In your post-retirement days, income inflow is usually on the lower side while the cost of well-being is on the higher side due to a steady increase in healthcare costs. Buying health insurance makes it certain that the cost of your well-being is secured leaving you free to spend on things you desire. There are various options under different health covers that provide lifelong renewability which, ultimately, depletes the weight of your medical expenses.

  • Avail Tax Benefit

This, perhaps, is the most useful feature of purchasing health insurance; the tax benefits you can avail. Every individual can claim deduction under Section 80D by purchasing a health plan. The best part is that the deductions claimed are over and above section 80C/CCC/CCD. An individual, for instance, can claim a deduction of up to Rs 25,000 for the insurance.

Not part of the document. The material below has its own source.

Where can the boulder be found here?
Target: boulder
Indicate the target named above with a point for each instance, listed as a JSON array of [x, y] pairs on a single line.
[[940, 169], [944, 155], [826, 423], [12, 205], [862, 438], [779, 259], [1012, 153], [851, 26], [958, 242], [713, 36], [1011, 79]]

Also, payments made towards preventive health check-ups entitle the taxpayer to a deduction of up to Rs 5,000 which is within the overall limit. Since 2018, a deduction with regards to single premium health insurance policies has also been introduced. Hence, health insurance cover reduces the weight of additional expenses, such as income tax, on your pocket.

  • Deal With Various Medical Conditions

The COVID-19 pandemic has made it clear that medical expenses are something none of us can guess or foresee. Walking into the hospital, even if you’re not ill, is heavy on your pocket at a time when the world is undergoing a pandemic. Not to mention rising mental health conditions and the proclivity of millennials to visit mental health professionals. Most recently, on 30 September 2019, IRDAI issued guidelines that barred the exclusion of “mental illnesses, stress or physiological disorders, behavioral and neurodevelopmental disorders” from health insurance plans. Under such circumstances, where people are dealing with various types of conditions, health insurance becomes mandatory; especially for millennials.


It is vital for millennials to understand that investment in health cover is definitely not a one-time bargain. Timely renewals are required to reap the benefits. Having a legitimate health cover helps you throughout your life, even after your retirement. Keep in mind that your age plays a vital role in determining the cost of the plan that you opt for. Therefore, start to invest in a health insurance plan as early as you can.